Joel Courtney: 'Jesus Revolution' is a fun movie about grace, forgiveness
From "UPI" : "Joel Courtney: 'Jesus Revolution' is a fun movie about grace, forgiveness"
NEW YORK, Feb. 24 (UPI) -- The Kissing Booth, Sick and Super 8 actor Joel Courtney says his new, faith-based film, Jesus Revolution, offers two simple, but essential, messages: Be kind to others and give people who are different from you a chance.
"It's a story of grace and of love and forgiveness. Greg is taken out of this world of drugs and he's saved," the 27-year-old actor -- who plays real-life, artist-turned-minister Greg Laurie -- told UPI in a recent Zoom interview.
Emphasizing how it is just as important to accept mercy from others as it is to extend it, Courtney said he hopes Jesus Revolution, which opens in theaters Friday, gets viewers talking because "there are too many people nowadays just judging others immediately and not having a conversation."
Set in 1970s California, the film follows Greg, an aspiring filmmaker and comic book illustrator looking for meaning and purpose when he meets street preacher Lonnie Frisbee (Jonathan Roumie) and Pastor Chuck Smith (Kelsey Grammer), the leaders of an enormous, enthusiastic Christian revival movement for hippies seeking fulfillment through faith, not protests or drugs.
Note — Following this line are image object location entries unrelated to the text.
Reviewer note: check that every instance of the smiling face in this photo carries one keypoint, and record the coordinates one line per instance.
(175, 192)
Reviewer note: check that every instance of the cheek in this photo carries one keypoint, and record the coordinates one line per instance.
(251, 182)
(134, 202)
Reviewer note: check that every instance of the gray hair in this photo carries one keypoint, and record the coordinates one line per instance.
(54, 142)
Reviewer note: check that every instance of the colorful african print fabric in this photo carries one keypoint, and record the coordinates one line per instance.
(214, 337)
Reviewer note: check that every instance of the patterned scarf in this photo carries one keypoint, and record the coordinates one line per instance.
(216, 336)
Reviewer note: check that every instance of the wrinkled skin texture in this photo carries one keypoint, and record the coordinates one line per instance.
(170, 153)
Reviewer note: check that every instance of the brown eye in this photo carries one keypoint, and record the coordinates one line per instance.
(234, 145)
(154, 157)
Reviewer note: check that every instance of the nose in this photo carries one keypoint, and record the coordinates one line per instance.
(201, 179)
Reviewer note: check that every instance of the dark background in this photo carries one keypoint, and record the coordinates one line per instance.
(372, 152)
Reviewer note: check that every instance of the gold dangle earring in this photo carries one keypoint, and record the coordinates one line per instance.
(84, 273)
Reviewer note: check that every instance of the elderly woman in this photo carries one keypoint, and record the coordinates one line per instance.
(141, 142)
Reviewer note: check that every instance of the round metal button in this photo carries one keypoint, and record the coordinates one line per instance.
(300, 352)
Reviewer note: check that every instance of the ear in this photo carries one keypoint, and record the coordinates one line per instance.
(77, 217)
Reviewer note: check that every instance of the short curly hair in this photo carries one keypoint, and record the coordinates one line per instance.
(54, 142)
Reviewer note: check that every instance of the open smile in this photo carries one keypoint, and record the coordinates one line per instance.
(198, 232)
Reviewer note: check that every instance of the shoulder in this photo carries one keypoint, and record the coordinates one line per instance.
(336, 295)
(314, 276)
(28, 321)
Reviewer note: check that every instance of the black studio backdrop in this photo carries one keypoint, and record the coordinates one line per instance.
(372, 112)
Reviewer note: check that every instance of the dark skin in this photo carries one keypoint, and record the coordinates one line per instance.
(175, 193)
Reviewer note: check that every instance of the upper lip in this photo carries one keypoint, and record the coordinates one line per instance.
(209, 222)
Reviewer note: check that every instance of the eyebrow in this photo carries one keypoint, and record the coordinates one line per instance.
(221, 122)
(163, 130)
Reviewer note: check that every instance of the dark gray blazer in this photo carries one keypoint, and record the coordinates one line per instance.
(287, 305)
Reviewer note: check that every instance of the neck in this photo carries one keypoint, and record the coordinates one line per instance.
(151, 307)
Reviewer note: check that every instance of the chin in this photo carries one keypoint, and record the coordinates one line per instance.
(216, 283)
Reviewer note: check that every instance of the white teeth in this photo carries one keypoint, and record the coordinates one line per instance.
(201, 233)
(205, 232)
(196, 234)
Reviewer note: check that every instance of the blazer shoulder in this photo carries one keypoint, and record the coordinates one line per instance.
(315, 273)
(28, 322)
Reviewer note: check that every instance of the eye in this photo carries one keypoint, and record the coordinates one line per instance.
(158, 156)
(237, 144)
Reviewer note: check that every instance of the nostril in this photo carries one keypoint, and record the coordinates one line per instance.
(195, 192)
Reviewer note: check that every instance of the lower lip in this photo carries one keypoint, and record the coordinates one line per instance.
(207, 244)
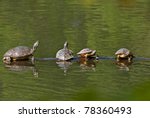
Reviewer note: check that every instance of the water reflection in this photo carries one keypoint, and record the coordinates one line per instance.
(123, 64)
(64, 65)
(20, 66)
(87, 65)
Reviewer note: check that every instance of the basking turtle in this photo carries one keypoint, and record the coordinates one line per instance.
(64, 54)
(20, 53)
(124, 53)
(86, 52)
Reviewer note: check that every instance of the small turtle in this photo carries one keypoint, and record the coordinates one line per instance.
(20, 53)
(124, 53)
(64, 54)
(86, 52)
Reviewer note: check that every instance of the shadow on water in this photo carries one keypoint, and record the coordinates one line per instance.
(94, 24)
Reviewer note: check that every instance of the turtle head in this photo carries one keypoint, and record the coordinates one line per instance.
(35, 45)
(66, 45)
(7, 59)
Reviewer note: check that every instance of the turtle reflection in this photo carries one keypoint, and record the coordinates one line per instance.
(87, 65)
(64, 65)
(19, 66)
(123, 64)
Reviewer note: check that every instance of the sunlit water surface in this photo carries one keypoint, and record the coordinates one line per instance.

Kimberly Williams-Paisley plays Greg's troubled mother, Charlene, and Anna Grace Warlow plays his girlfriend and eventual wife, Cathe.
"Greg is a real guy, a lost soul in this era when there were so many lost people who were just searching, doing what they needed to do to be seen, to really be present -- tuning in, turning on and dropping out, trying to do whatever they could do to feel like they mattered," Courtney said.
"It turns out LSD and these drugs can be incredibly harmful to your system and corrosive to your soul."
Courtney described the real Greg, who is now 70 and has been a church pastor for decades, as a "great guy," who was supportive and generous with his time when the actor approached him to discuss the nuances of his life story.
"What a gold mine of insight into the character that I'm playing is the man himself," the actor said.
"It was a little nerve-wracking the first couple of days when he was on set and I was playing him. [I wondered,'] 'What does he think?' But he was so encouraging, that totally evaporated," Courtney said.
"He was saying he felt like he was being transported back to his childhood in the 1970s because of how good [the film] was turning out."
The role required the actor to explore the depths of despair, the peaks of joy and just about every other human feeling in between.
"The emotional journey on this was so tantalizing. When I was reading the script at first, I thought, 'This is going to be fun,'" Courtney recalled. "We really wanted it to be as natural and real as possible."
Although Greg's introduction to Christianity happens after the mesmerizing, but egotistical, Lonnie comes to his aid after a drug-fueled, near-death experience, Greg more closely aligned with Chuck's less-ostentatious style of ministry and followed in his footsteps after Lonnie burned out and hit the road.
"Lonnie had this relationship with the Holy Spirit in a profound and daunting way. He had this power of healing in which people have these testimonies where they truly had no hearing in their ear and they had hearing after he blessed them and prayed over them," Courtney said.
Numerous former drug addicts also insisted that they were miraculously relieved of their cravings after meeting Lonnie.
"The way that Chuck really structured his ministry as a pastor was scriptural from the pulpit, theological, almost heady, as opposed to leading from the heart, which was Lonnie's style," Courtney said.
"Greg sought the balance of both. He got some of that scriptural cornerstone foundation from Chuck, where it is the Gospel first, but he has a powerful way of speaking similar to Lonnie. I almost want to say he is the perfect middle ground of the two of them."
The actor said the title of his movie might scare some moviegoers away, but he expects others will check it out and find themselves pleasantly surprised by an entertaining, uplifting story.
"The way that you get audiences that you wouldn't otherwise get is you make a high-quality movie, and 'Oh, you know what? It also talks about faith,'" he said.
"I think there are going to be a lot of people who are going to be curious more than anything and excited to maybe just go to the theater, see a fun movie and then have a profound conversation afterward about it."